From the St. Louis NWS discussion: THE MOST UNCERTAINTY DEALS WITH HOW FAR NORTH TO TAKE THE MODERATE TO HEAVY ACCUMULATIONS OF SLEET AND SNOW. THIS COULD VERY WELL BE THE SITUATION WHERE THE NORTHERN PART OF THE ST. LOUIS METRO AREA ONLY RECEIVES A COUPLE INCHES OF SNOW...BUT JEFFERSON AND MONROE COUNTIES RECEIVE 6+ INCHES OF SNOW AND SLEET. THIS DEMARCATION LINE COULD END UP BEING A COUPLE OF COUNTIES NORTH OR SOUTH OF CURRENT FORECAST.

This reminds me of a wild snow event that occured in Southwest to East Missouri in March of 2008, where the difference of 20 miles meant the difference of 10" of snow in places. Check out the storm summary:

In East Missouri:



In Southwest Missouri:



Follwing the strip from bottom left to top right (Cassville to Jefferson City) was an area of 4"-8" of snow, while the adjacent areas had <1".

Tonight, some areas in SE Missouri are under the gun to receive up to and exceeding 1" of ice. I certainly hope that doesn't pan out for them, as I know how crippling that could be for many.

6 comments:

OSNW3 said...

I logged on in hopes of a report and I got one! A Great one at that. Looks like STL is getting a good dose right now and Fulton is dry. It's just missing you to the south... how disappointing! Looks like the snow is moving directly up 44 in the Rolla area. I am sure that hwy is a mess tonight.

I need to dig in my crates of radar loops and find the US loop for March 4, 2008. (this is acting as a reminder for me) We'll compare this one with that one after it's all said and done.

WxWatcher said...

I would like to see that radar loop for sure!

Update as of 3:30 a.m.:
It seems that we didn't get any more snow last night until just about an hour ago, when a small band of moderate snow formed and dumped approx. 1 inch. I think my report may show right at an inch this morning.

OSNW3 said...

At least you have an inch to measure! All we have up here is the rate of sublimation. :)

OSNW3 said...

I found the radar images and looped them from Mar 3-4, 2008 (link below). Interesting system. A bit different looking from the system currently creating havoc. Looking back at my data for those days... we got quite a bit of rain. Colder air finally arrived and graced us with some snow.

My numbers for Mar 3-4:
Max..... 41.2° (Mar 3)
Min..... 10.2° (Mar 4)
Snow.... 2.2"
Precip.. 0.54"
Depth... 10"

US radar loop - Mar 3-4, 2008 (5MB)

OSNW3 said...

Regarding that swath of snow though, you can really see it setting up and snowing heavily for a long period of time. I am glad you referenced this date... it's been a blast analyzing it.

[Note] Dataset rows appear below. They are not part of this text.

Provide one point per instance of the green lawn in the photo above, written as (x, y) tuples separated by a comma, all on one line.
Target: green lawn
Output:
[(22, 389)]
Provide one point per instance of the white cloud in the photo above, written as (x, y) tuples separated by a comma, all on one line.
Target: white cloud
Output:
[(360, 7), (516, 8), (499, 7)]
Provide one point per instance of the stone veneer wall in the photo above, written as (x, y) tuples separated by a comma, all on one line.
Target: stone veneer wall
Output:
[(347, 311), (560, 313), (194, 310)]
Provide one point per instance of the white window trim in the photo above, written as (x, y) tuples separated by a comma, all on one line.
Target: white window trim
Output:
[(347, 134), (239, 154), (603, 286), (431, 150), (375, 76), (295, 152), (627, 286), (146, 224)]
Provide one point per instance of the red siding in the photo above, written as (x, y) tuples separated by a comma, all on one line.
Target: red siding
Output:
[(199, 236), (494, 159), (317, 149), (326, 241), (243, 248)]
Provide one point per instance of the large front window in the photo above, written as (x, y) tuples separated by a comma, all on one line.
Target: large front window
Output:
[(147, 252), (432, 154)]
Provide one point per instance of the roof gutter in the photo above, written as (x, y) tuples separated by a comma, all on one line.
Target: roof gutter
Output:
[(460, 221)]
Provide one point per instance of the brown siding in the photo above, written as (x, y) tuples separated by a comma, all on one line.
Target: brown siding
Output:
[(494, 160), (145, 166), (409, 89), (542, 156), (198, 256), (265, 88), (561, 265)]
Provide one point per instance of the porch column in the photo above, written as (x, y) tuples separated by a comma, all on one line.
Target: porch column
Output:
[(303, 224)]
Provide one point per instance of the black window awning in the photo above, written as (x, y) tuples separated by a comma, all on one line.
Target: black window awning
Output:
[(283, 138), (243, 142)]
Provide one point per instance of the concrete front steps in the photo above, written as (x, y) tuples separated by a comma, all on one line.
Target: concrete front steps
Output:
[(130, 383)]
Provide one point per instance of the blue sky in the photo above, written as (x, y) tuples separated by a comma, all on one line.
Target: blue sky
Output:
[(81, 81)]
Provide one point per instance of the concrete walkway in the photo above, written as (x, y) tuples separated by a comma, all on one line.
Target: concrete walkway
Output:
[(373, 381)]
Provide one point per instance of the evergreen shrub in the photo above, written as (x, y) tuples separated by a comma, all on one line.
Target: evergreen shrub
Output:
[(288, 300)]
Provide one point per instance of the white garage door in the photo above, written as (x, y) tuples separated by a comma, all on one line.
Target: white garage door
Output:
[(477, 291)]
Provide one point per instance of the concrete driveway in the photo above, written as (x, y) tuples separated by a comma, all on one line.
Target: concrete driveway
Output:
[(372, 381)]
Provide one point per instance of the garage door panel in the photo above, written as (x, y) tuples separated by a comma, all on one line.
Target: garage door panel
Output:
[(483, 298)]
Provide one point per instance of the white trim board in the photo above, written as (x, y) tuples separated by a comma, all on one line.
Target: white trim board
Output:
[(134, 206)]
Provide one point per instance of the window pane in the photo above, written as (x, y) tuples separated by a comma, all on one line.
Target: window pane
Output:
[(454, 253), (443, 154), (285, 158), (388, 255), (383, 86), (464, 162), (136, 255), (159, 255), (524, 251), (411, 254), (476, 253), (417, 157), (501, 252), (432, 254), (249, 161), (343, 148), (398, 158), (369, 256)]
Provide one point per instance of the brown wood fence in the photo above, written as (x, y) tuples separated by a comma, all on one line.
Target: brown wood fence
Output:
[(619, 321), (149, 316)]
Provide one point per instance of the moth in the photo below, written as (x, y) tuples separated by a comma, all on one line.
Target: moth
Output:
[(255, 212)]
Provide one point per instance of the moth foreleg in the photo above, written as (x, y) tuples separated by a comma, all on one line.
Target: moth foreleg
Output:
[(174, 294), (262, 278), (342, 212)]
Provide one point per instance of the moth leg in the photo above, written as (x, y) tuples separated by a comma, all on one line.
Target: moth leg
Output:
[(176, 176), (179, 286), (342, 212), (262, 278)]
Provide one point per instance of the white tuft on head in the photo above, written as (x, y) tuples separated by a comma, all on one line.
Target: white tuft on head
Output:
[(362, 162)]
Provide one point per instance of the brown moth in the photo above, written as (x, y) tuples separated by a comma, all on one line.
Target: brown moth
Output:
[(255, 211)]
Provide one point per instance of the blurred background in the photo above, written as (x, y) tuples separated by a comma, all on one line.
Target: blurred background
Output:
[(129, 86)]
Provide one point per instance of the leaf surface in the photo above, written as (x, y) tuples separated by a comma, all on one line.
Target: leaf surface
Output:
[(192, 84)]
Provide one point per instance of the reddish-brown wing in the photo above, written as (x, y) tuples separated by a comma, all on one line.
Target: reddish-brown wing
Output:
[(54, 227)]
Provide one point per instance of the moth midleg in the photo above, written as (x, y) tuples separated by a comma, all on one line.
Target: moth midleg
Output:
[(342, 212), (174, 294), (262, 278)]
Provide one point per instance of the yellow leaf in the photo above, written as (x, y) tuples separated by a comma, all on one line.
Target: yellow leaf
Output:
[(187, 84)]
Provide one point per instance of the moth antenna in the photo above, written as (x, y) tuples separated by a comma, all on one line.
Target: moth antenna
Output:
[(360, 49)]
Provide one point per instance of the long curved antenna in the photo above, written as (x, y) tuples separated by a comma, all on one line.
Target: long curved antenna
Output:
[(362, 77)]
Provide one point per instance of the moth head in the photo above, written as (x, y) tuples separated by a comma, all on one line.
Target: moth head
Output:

Daily Weather Map - Mar 4, 2008

WxWatcher said...

I did a quick check of this station's March 3, 2008 Report.

Looks like we had quite a bit more moisture with that system (makes sense with the higher amounts and time of year). We reached 70° the day before.

Thanks for posting the radar loop and daily weather data! I wasn't aware of the "Daily Weather Map" page on NOAA's website. That's a great resource for my classroom.

On the radar loop, it sure is easy to see the band of snow develop and "sit" right on top of the area from southwest to central MO! Just another reason why forecasting snow amounts can be so tricky. I've got tons of respect for the people in that position.